The flight operations director put down his phone and made a weak smile for Sylvia, who still stood unmoving before his desk.
“Okay,” he said shakily, “I’ve got a plane to take you to SFO.”
“San Francisco?” Sylvia asked. Nodding, the operations director got up from behind his desk. “It’s a private plane. A friend of mine is flying up there on business and he’s agreed to take you and your daughters.”
“That’s wonderful!”
Mopping his brow with a damp handkerchief, the operations director said, “I had to call in a lot of favors for this. I hope you tell Congresswoman McClintock about it.”

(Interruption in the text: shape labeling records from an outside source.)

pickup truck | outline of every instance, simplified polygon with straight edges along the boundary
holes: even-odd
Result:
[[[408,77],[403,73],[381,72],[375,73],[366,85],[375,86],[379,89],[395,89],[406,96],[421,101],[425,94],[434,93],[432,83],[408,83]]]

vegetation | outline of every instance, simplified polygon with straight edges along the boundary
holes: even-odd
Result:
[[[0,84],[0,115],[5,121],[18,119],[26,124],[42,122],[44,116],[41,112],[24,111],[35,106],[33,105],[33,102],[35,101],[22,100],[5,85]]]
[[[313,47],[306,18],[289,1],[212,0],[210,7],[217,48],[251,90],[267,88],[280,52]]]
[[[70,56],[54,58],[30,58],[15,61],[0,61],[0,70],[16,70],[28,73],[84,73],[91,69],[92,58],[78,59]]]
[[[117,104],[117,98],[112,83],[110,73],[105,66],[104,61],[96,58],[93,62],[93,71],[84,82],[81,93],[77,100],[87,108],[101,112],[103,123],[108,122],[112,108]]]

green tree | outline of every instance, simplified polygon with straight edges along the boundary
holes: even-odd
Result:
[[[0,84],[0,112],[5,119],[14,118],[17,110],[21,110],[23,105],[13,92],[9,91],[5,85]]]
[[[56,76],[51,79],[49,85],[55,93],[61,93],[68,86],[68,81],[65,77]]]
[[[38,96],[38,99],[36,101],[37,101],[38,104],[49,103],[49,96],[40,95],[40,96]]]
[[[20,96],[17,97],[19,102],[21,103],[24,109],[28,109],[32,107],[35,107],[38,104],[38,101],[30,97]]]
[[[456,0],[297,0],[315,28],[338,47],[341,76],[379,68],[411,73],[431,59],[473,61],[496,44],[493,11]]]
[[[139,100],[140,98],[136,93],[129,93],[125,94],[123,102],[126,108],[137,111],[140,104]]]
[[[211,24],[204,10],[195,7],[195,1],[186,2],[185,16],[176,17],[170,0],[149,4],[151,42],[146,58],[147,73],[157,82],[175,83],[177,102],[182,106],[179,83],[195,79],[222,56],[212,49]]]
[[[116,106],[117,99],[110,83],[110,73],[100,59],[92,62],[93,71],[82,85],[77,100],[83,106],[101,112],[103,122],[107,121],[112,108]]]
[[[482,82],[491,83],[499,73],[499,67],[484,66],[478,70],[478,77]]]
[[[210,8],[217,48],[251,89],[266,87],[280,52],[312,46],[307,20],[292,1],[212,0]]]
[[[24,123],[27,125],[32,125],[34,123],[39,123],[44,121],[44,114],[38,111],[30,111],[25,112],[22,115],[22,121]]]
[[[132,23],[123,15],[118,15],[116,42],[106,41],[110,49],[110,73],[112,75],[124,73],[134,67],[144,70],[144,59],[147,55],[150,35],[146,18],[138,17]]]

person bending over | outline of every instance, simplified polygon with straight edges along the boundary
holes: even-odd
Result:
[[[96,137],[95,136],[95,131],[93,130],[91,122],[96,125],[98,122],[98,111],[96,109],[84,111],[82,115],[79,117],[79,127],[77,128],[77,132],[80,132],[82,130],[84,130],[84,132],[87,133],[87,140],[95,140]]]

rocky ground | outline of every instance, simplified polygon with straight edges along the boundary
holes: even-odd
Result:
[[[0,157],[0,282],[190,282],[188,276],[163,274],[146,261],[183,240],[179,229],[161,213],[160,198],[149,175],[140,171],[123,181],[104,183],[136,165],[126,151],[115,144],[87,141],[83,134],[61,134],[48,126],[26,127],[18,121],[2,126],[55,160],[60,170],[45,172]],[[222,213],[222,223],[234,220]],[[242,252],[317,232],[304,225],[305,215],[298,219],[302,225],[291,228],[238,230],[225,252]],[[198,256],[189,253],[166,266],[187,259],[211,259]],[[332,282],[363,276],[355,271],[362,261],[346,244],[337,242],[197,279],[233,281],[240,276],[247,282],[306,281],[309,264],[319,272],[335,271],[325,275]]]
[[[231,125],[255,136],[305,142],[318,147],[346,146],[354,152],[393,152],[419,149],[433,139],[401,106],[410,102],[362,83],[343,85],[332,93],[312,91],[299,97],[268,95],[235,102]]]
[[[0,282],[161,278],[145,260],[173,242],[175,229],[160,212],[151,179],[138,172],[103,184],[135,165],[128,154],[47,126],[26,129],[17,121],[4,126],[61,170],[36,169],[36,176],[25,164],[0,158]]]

“I certainly will,” said Sylvia.
The operations director glanced at his wristwatch as he said, “You go over to the general aviation terminal. There’s a bus outside that’ll take you there. Be quick now. He said he’ll wait for you, but he wants to take off no later than 4:00 p.m.”
Sylvia grabbed the handle of her roll-on. “We’ll be there. Tell him we’re on our way! And thanks!”
The three women hurried out of the office so fast the operations director didn’t have time to pull one of his cards from his wallet and give it to Sylvia so that she could show it to Congresswoman McClintock.
The President looked up from the text of the speech he would give at the Cow Palace as his chief of staff came into the private compartment and sat in the big comfortable chair facing him.
Leaning toward the President, Norman Foster said, “The pilot says we’re on the approach to San Francisco.”
The President glanced at his wristwatch. “Right on schedule. Good.”